In 2013 the Victoria Foundation and CFC began a dialogue on food security that has resulted in what is now one of the most ambitious and successful food rescue programs in the country, feeding over 35,000 people a month and diverting over 1.2 million pounds of fresh produce a year from landfill to hungry homes. Not only that, but recently, Victoria Foundation announced a $3 million grant from the Province of BC and the establishing of a new fund, the Food Security – Provincial Initiatives Fund, for food security initiatives across the province of BC. This secures the Greater Victoria Food Rescue program long-term and provides anchor food security infrastructure for the region. It also represents the culmination of years of work and roughly $1.8 million of community investment over the past 5 years by Victoria Foundation.

How did it all happen?

The first step was a series of consultations in 2013 with local partners to establish a Food Security Roadmap for the Victoria region. This roadmap identified key gaps in the regional food system, including food infrastructure as well as opportunities to align the efforts of local food-oriented non-profits to achieve systemic regional shifts in reducing hunger and improving food security outcomes.

Building on this foundational work, two regional food networks were established.

The FoodShare Network focuses on food access and security, working with food banks, meals programs, and social service and community organizations that – for example – manage community kitchens or food delivery programs for young moms. Currently this network includes 77 agencies, nonprofits, charities, First Nations, school districts, funders and different levels of government. Meanwhile, the GoodFood Network focuses on the local food economy, working to increase the amount of produce grown in the region, as well as on food literacy. These two networks work together to address a broad range of food security issues in a coordinated and strategic way.

In 2017, the foundation joined forces with the Victoria region’s 13 different local Rotary Clubs, and a local food retailer, Thrifty Foods, as well as several local non-profits who were already doing small-scale food rescue programs, to launch a coordinated regional food rescue program. In its first year, having rented a 20,000 square foot warehouse in Esquimalt, BC, known as the Food Security Distribution Centre, the program expanded to include 56 participating agencies and now rescues food from 17 regional retailers.

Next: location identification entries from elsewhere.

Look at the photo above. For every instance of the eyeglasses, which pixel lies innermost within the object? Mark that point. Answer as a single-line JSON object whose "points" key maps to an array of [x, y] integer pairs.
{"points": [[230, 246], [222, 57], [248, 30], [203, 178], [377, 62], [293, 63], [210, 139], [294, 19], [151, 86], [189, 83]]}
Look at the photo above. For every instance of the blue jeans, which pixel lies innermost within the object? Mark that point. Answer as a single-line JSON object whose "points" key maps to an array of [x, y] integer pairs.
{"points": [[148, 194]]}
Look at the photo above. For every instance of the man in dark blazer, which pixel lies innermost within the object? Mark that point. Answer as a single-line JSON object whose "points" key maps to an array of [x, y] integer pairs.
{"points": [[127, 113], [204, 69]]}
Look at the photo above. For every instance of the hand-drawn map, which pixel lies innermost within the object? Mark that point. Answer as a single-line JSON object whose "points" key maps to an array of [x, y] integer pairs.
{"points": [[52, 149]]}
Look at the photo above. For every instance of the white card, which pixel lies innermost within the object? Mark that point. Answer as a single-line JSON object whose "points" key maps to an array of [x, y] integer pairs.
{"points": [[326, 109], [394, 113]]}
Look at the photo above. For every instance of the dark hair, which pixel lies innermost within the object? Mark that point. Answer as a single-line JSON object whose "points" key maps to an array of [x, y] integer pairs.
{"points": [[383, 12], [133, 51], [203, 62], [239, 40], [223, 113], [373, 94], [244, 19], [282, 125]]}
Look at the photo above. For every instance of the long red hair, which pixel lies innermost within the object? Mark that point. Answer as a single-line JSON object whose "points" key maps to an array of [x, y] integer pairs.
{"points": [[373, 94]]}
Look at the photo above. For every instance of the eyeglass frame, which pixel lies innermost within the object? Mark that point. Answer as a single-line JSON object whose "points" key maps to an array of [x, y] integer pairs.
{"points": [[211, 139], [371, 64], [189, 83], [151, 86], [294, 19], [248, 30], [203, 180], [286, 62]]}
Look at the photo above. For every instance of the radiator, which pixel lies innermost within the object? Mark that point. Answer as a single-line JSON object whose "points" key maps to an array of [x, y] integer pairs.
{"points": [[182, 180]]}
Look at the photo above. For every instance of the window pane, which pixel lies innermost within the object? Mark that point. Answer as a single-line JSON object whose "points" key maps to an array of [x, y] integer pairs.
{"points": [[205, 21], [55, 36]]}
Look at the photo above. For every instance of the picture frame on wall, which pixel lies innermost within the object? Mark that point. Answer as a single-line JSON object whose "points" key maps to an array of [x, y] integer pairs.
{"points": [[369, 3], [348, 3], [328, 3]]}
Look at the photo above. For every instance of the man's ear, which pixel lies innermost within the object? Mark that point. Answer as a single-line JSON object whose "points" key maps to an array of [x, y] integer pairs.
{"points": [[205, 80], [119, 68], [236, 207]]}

The underlying principle of food rescue is that there is an enormous amount of high quality produce moving through major grocery stores that is still fresh and that could be sold, but that must be disposed of because new shipments come in at regular intervals. In the past this produce was sent to landfill sites, but when the Greater Victoria regional government imposed tipping fees for organic food waste, a financial incentive was created that encouraged retailers to explore other solutions.

Today, participating agencies collect produce that in the past would have gone to landfills and bring it to the Food Security Distribution Centre where it is redistributed to 35,000 citizens monthly who would otherwise go hungry.

This work results in positive environmental impacts from the decrease in carbon emissions from waste. It also generates positive health outcomes due to the availability of fresh produce as opposed to at-risk populations relying on food banks that typically offer non-perishable canned goods, including an excessive amount of refined sugars.

Additionally, a kitchen was added to the Centre in 2018, where food that is bruised or less appealing is now turned into soups, stews and stocks. Not only that, but training programs for marginalized populations provide trainees to the kitchen where they can develop professional food skills and become more employable.

The BC government’s recently announced Food Security program will provide $2 million to the Mustard Seed, a local nonprofit, to purchase the Food Security Distribution Centre, home to the main operations of the Greater Victoria Food Rescue, ensuring that this work continues to develop, supporting ever greater numbers of citizens and promoting regional food security in many different ways.

Today, The Greater Victoria Food Rescue program stands as a model for communities across Canada to learn from and emulate.